But in practice, few things are harder to execute. The world continues spinning, yes, and those around you may forget about what happened, but that doesn’t mean it suddenly disappears from your rear-view mirror. Everything around us — every restaurant we eat in, every street we walk down, every movie we watch — becomes marked with the person we were when we did those things. Each relationship can be a sort of fingerprint, completely unique in its detail and entirely constructed of mutual memories and experiences. Sure, things end and you go back to being alone, but it’s not as though you suddenly become the person you were beforehand. Things have changed, you have changed, and there is no amount of forced forgetting that is going to make things be exactly as they were before.

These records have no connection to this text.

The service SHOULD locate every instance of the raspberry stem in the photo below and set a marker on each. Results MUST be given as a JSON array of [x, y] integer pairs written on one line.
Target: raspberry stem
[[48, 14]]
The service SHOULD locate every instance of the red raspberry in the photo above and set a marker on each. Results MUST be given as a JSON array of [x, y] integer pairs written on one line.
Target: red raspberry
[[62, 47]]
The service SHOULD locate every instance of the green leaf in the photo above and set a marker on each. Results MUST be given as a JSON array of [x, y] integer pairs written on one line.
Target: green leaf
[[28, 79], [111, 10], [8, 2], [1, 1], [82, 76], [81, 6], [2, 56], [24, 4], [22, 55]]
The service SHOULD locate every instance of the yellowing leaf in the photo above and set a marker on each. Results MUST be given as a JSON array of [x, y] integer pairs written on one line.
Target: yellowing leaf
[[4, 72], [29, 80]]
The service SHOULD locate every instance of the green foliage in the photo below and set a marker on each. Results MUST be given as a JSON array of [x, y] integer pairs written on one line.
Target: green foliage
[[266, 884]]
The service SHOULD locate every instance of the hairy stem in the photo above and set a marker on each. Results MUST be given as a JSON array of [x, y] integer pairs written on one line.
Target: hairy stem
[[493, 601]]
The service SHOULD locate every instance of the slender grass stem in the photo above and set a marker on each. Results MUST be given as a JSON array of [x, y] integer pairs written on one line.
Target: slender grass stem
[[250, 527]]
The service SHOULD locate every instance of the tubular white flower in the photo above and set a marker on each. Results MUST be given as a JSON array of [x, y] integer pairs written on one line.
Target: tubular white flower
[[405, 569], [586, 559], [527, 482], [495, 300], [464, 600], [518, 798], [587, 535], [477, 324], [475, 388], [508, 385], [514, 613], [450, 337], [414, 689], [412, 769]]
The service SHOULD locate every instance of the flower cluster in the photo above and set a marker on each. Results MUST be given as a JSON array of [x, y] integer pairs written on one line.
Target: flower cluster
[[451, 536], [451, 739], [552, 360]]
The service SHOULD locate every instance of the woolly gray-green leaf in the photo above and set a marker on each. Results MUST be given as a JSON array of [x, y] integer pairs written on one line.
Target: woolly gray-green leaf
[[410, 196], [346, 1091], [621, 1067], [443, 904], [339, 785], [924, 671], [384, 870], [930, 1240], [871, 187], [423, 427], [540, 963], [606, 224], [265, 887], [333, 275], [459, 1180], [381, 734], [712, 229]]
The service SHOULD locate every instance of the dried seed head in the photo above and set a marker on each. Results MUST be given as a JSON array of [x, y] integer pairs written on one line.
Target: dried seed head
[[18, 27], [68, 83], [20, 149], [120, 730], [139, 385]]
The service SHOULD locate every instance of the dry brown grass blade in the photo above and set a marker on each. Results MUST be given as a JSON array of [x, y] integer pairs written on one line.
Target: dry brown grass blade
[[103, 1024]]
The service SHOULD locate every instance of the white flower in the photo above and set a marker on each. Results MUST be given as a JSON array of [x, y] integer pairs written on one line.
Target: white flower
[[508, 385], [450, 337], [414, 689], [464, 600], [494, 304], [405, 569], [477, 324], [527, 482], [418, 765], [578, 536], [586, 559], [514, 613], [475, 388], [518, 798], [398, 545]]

I have often felt as though so much of my emotional life has been spent trying to “move on” from things that seem no more escapable than my own skin. Sure, I can ignore them, I can stop giving them the life that they need to occupy significant amounts of space in my daily routine, but I can’t just pretend they didn’t happen. And it has started to feel as though “move on” is in and of itself a misnomer. There is no moment at which you leave the things that happened to you and the people you love in a small pile on the side of the road and continue on without them. It is more a slow acceptance, if anything. One day, the presence of your past is like a thousand needles pricking you over every inch of your skin; the next, you have become so acquainted with the sting that you hardly notice the needles at all.

But we are still being touched by that past, all over, constantly. We are taught that this is a bad thing, that the parts of our lives we no longer acknowledge can just be shed like a heavy winter coat and moved on from. It’s hard not to feel like a failure when you find yourself incapable of simply packing up an old love and storing it away in the attic, never to consider outside of the occasional, wistful half-smile. People don’t work like that. Time may move in a completely linear fashion, but our lives are spread around it like a spider web, wrapping around each other and intersecting at inconvenient and difficult moments. There are people from whom you will never fully untangle yourself, but you will learn to live with their memory.

The challenge, it seems, should be just that — to accept our past, and integrate it into our lives in a constructive way. We are all full of ghosts, people and cities we no longer visit but within whom we felt incredibly alive, and there is no reason to pretend they never existed. I wish I could hold those ghosts closer even, telling them that I forgive them for any indiscretion I may have at one point tried to scrub away with a ball of steel wool. Because trying to erase someone completely only makes their presence in your life more pointed — they are an intruder, they are violating your emotional restraining order and reminding you you cannot escape them.

I don’t want to move on. I don’t want to leave my past in small increments behind me. I want to take something from every experience, good or bad, and find it useful in some tiny way. I don’t want the process of recovery from an ending to feel like a hill I have to climb, one that has a distinct beginning and end. I don’t need a thousand voices telling me to “get over it,” as though I could even if I wanted to. Most of all, I don’t want to fear every new love and every new adventure because I imagine that, if it doesn’t work out how I wanted it to, I will have to pretend it never happened at all.